Here my recollection gets a little bit fuzzy. I believe that by the time I got back to the Wednesday seminar to present the meridian curve result Larry Seibenmann had showed up in the department. He sat in on my talk with all the arguments about having to put the surface in normal position with respect to the polyhedron decomposition, and in the end said: “This will not do. You have to make it simpler.” My impression of Rob’s reaction was “Larry’s right.”
So back to the drawing board. I got rid of the polyhedron structure, threw in some crossing balls in the projection of an alternating knot, and figured out how to define normal position for a surface with respect to just the knot projection. By the time I was ready to go back to Rob’s seminar it was summer and Ray Lickorish showed up for a visit. I gave a talk where I proved that an alternating knot is prime if and only if it is obviously prime. After my talk Ray told Rob that “this was really good stuff”. Rob’s reply was, “Well, it’s getting there.”
It was thanks to Larry and Ray that I found out about the Tait conjectures, and, more specifically, the Tait flyping conjecture. Again, questions and problems I had never heard of. I would end up spending the next 10 years chasing after the flyping conjecture (see [e7]).
Towards the end of my graduate years at Berkeley, Allen Hatcher was in town on an extended visit and taught a course in low-dimensional topology. At some point I started pestering him in his office, showing him the ideal polyhedron decomposition and the normal form for surfaces in alternating knot complements with respect to their reduced alternating projections. During these sessions, another question came up that I had never even thought about: “Does an incompressible surface in the complement of an alternating knot survive after nontrivial Dehn surgery?” I don’t know how many false proofs Allen shot down in his office. At some point I did feel like I had over stayed my welcome. But, one day we had success. A simple diagram on the board in his office illustrated that an incompressible surface in the complement of a knot with two nonisotopic meridian curves survived all nontrivial Dehn surgeries. Later this argument would be generalized by Hamish Short [e3] and would show up as part of the argument in the cyclic surgery theorem (see [e5]).
My indebtedness to Allen is hard to overstate. Without his intervention my first paper in Topology [e2] would never have seen print.

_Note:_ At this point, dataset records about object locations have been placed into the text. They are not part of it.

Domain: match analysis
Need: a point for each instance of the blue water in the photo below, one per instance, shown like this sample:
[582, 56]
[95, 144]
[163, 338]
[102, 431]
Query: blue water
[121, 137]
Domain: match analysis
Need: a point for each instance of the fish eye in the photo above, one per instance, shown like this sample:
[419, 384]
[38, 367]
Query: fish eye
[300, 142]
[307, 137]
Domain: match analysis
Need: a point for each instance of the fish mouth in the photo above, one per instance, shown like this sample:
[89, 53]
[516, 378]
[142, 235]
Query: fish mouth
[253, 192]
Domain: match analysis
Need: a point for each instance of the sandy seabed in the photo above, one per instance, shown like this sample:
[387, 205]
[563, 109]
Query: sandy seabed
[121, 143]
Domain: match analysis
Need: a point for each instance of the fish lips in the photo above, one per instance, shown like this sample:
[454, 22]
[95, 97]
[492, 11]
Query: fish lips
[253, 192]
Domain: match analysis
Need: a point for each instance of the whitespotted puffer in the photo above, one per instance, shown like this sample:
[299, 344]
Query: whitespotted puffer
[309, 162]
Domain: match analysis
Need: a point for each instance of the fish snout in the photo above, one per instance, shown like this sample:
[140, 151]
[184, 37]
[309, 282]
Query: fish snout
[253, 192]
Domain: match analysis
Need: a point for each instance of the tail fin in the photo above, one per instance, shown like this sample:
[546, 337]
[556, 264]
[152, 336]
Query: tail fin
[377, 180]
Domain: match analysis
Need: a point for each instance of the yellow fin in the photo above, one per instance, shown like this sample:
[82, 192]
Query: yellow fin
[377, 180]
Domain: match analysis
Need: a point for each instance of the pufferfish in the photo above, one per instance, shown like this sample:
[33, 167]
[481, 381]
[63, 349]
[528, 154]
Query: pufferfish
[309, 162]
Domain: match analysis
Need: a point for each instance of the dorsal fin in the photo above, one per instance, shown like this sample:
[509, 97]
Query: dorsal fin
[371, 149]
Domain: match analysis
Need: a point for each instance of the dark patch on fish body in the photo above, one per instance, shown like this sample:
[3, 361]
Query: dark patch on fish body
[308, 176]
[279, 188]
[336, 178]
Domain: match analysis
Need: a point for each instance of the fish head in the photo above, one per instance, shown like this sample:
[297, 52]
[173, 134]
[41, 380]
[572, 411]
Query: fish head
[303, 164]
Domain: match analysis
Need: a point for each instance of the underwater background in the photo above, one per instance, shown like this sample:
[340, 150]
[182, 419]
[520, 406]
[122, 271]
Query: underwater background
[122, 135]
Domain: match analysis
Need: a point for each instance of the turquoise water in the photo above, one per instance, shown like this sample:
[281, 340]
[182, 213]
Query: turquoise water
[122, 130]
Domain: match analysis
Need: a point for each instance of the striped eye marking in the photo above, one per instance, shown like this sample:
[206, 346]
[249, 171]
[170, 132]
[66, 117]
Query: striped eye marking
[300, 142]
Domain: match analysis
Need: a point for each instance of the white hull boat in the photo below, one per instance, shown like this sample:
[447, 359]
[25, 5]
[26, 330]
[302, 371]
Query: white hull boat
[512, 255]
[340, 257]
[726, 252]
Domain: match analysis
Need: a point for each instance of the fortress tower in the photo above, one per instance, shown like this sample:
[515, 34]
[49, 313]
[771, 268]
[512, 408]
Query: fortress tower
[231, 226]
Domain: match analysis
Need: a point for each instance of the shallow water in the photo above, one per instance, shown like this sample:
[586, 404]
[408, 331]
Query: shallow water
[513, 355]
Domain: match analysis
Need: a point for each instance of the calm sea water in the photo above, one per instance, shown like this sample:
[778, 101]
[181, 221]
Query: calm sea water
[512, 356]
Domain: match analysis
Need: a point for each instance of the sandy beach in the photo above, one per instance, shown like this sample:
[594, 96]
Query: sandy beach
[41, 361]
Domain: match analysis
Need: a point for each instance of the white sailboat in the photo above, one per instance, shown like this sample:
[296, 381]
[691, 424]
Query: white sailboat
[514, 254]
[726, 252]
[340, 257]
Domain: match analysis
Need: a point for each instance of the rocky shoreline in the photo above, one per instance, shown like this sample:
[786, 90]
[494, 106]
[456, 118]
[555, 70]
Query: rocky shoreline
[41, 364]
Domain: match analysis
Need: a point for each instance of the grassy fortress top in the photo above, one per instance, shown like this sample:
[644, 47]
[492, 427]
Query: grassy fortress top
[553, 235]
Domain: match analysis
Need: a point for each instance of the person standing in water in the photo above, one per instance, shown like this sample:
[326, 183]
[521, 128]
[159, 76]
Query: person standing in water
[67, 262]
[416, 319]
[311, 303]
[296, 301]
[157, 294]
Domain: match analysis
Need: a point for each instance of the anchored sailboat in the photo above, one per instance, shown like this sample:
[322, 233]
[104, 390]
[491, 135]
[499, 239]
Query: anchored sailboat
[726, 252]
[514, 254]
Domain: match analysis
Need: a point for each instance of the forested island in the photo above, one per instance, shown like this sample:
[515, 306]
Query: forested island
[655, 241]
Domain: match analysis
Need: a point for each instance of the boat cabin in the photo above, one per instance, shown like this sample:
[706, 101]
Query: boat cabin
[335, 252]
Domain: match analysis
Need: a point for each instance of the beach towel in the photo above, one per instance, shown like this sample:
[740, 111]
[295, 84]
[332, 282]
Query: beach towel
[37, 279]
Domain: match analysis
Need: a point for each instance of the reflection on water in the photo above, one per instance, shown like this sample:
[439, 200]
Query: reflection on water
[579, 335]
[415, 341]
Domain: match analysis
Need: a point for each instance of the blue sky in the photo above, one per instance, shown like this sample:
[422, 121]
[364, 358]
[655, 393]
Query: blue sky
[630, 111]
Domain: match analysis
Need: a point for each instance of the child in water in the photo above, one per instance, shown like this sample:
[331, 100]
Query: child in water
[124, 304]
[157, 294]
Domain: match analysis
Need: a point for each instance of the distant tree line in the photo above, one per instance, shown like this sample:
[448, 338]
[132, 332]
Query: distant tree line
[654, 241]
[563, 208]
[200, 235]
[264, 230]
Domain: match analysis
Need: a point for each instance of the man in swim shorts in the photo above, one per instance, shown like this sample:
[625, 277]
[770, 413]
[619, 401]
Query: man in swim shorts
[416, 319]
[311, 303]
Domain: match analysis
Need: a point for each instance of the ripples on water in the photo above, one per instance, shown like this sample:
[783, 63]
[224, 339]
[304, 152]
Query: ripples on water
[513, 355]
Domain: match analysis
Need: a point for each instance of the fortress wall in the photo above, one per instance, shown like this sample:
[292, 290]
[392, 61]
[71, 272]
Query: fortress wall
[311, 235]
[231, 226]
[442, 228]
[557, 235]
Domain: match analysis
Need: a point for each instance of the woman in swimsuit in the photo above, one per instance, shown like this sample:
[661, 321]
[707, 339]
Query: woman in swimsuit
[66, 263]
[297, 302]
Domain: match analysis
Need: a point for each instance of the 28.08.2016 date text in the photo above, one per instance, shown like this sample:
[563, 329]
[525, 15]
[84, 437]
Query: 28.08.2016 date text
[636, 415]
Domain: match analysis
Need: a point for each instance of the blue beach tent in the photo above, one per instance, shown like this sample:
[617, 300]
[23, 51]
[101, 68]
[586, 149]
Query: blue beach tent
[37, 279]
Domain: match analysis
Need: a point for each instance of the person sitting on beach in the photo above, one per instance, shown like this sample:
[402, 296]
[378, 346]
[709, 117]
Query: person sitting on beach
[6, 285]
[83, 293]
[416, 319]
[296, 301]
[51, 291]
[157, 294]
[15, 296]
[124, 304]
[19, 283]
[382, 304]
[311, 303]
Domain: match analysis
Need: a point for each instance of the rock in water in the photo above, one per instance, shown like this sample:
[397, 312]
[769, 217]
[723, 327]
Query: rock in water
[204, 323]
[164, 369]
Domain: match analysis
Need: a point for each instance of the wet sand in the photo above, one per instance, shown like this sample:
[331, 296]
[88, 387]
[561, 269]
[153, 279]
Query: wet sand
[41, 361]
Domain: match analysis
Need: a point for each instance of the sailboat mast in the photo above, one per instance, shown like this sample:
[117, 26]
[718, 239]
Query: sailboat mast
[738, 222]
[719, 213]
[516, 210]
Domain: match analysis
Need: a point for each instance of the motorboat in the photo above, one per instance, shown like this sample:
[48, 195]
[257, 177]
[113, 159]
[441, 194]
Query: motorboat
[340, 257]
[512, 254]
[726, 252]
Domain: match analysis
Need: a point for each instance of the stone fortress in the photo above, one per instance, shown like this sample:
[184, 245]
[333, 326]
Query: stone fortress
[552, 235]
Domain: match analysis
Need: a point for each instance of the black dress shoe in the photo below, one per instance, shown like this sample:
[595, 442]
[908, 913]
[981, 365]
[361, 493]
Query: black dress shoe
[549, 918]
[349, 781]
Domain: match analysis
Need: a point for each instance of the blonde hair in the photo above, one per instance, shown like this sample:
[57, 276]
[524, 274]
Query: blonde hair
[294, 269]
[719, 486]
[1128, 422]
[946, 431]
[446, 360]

“I am a Kirby student.” This is a standard reply I have given over the years to the question of who was my thesis advisor. But, I now view this reply as a culture-of-origin statement, not a student/teacher declaration. Although it may seem that I am the prominent character in the above narrative, the major protagonist is in fact the rich culture created by Rob. Having been given the privilege and honor of being a coeditor on Rob’s Celebratio volume, I have discovered my experience was a common one in my peer cohort — Joel Hass, Danny Ruberman, Chuck Livingston, and others. I don’t know exactly how he did it since I was never privy to his behind-the-scenes workings, but I am very thankful for it. I do not think Rob ever read my doctoral thesis. He didn’t need to. Doing so would have been superfluous. The pressures, corrections, and value-added functions of the “Kirby culture” were sufficient.
William W. Menasco received his Ph.D. from UC Berkeley in 1981 under the direction of Rob Kirby. After a postdoc at Rugters University, he joined the faculty at the University at Buffalo–SUNY, where he is Professor of Mathematics.